The multidisciplinary research team investigated the differences in salivary enzyme activities on the phytochemical components of strawberries between smokers and nonsmokers. They also analyzed the expression of a select group of genes associated with smoking and increased risk of oral cancer.
Strawberries were administered using a novel confection designed to enhance delivery in the oral cavity to phytochemicals, including anthocyanins, the family of purple and red pigments in fruits and vegetables. Previous studies suggest that dietary administration of whole strawberries has substantial potential as a strategy for oral and esophageal cancer prevention.
“When people eat strawberries, they chew and swallow the fruit quickly. We wanted to develop a method of increasing exposure in the mouth to the beneficial phytochemicals that have been linked with oral cancer prevention and look for potential differences in the way the salivary enzymes in smokers versus nonsmokers metabolize them,” said Jennifer Ahn-Jarvis, PhD, first author of the study and a postdoctoral fellow at the Ohio State College of Dentistry.
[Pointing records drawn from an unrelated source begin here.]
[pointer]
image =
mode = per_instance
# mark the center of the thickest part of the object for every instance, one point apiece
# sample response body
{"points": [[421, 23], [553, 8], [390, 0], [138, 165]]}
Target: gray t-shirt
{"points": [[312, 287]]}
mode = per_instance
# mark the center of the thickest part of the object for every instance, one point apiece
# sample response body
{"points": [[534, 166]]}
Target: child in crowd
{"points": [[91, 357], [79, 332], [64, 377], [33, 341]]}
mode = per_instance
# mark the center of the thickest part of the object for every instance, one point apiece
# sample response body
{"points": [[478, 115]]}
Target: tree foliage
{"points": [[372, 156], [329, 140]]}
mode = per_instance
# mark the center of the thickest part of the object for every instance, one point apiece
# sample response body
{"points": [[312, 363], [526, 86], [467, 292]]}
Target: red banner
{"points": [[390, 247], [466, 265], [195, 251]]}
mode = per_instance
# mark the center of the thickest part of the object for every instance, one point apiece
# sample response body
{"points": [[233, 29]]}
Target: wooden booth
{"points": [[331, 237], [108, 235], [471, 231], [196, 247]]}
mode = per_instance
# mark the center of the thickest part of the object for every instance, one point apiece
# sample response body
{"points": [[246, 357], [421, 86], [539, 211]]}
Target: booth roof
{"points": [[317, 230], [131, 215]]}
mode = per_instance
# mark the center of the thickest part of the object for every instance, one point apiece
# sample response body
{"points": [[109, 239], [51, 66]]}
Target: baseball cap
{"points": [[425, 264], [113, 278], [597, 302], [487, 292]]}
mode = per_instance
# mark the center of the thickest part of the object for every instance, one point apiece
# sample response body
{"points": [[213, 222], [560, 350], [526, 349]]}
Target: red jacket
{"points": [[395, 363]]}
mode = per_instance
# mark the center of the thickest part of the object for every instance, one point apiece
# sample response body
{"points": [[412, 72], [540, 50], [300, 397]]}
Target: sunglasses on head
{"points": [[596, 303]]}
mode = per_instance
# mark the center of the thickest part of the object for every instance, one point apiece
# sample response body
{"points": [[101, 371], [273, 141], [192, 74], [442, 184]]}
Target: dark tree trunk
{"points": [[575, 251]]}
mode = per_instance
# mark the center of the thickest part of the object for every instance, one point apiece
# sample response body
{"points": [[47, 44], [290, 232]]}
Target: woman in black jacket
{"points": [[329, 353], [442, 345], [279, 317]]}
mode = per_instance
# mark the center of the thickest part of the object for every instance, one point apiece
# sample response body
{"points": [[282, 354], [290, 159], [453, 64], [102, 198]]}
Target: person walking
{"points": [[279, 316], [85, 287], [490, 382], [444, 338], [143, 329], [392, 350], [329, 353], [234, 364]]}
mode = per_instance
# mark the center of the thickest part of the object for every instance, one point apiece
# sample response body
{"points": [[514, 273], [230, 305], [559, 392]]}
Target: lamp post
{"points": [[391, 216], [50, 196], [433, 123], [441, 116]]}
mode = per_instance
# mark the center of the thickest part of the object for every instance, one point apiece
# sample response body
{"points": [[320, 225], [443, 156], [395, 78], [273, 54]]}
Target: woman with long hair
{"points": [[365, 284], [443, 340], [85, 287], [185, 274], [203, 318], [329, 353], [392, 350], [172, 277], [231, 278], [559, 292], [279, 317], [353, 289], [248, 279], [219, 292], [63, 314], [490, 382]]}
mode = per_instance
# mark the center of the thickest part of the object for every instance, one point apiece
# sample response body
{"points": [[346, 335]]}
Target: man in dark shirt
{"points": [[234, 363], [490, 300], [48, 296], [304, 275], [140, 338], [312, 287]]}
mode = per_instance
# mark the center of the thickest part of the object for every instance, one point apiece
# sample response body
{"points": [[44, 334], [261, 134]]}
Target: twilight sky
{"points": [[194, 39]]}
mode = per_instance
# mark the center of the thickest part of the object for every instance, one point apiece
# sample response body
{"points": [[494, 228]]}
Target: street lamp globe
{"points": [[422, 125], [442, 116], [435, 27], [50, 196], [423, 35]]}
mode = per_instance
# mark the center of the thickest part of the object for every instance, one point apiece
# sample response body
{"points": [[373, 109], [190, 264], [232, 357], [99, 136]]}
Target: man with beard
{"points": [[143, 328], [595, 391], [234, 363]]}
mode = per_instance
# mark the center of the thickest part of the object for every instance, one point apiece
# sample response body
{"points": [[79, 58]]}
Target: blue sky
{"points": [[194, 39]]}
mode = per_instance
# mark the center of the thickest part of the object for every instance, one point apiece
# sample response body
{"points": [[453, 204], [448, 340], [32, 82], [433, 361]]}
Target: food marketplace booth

To do this, the researchers designed a pilot clinical trial to analyze the effects of an Ohio State-developed strawberry confection—a small candy with the nutritional equivalent of 2 and a half cups of whole strawberries—in a group of heavy smokers compared with an equal group of people who have never smoked.
The subjects consumed the confection or a placebo 4 times a day for one week and followed a diet absent other red and purple fruits and vegetables. The researchers then collected saliva and tissue samples from inside the mouth to measure levels and activities of salivary enzymes that metabolize strawberry phytochemicals and the expression of a select panel of 44 genes associated with cigarette smoke and oral cancer risk, respectively.
The researchers observed significant differences between smokers and nonsmokers in salivary enzyme activity and strawberry metabolites in the mouth following administration of the confection. They also validated 7 genes independently associated with smokers versus nonsmokers. The combination effect of smoking and strawberry exposure on oral cancer risk and its relation to gene expression remains unclear and is currently under investigation.
“This initial data confirmed that something is very different about the oral environment of smokers that may ultimately influence not only cancer risk but also the potential effectiveness of food-based cancer prevention strategies,” said Ahn-Jarvis.
“Successful development and use of our novel confection delivery system paves the way for its use in a larger study, which will allow us to more precisely evaluate the effects of smoking and strawberries on molecular endpoints related to oral cancer development,” she said.
Additional analysis of study data is underway to determine if there is a correlation between oral exposure time to anthocyanins and reduced oral cancer risk among smokers. Studies are also ongoing to identify strawberry modulated genes in the oral cavity of smokers that may influence the development of oral cancer.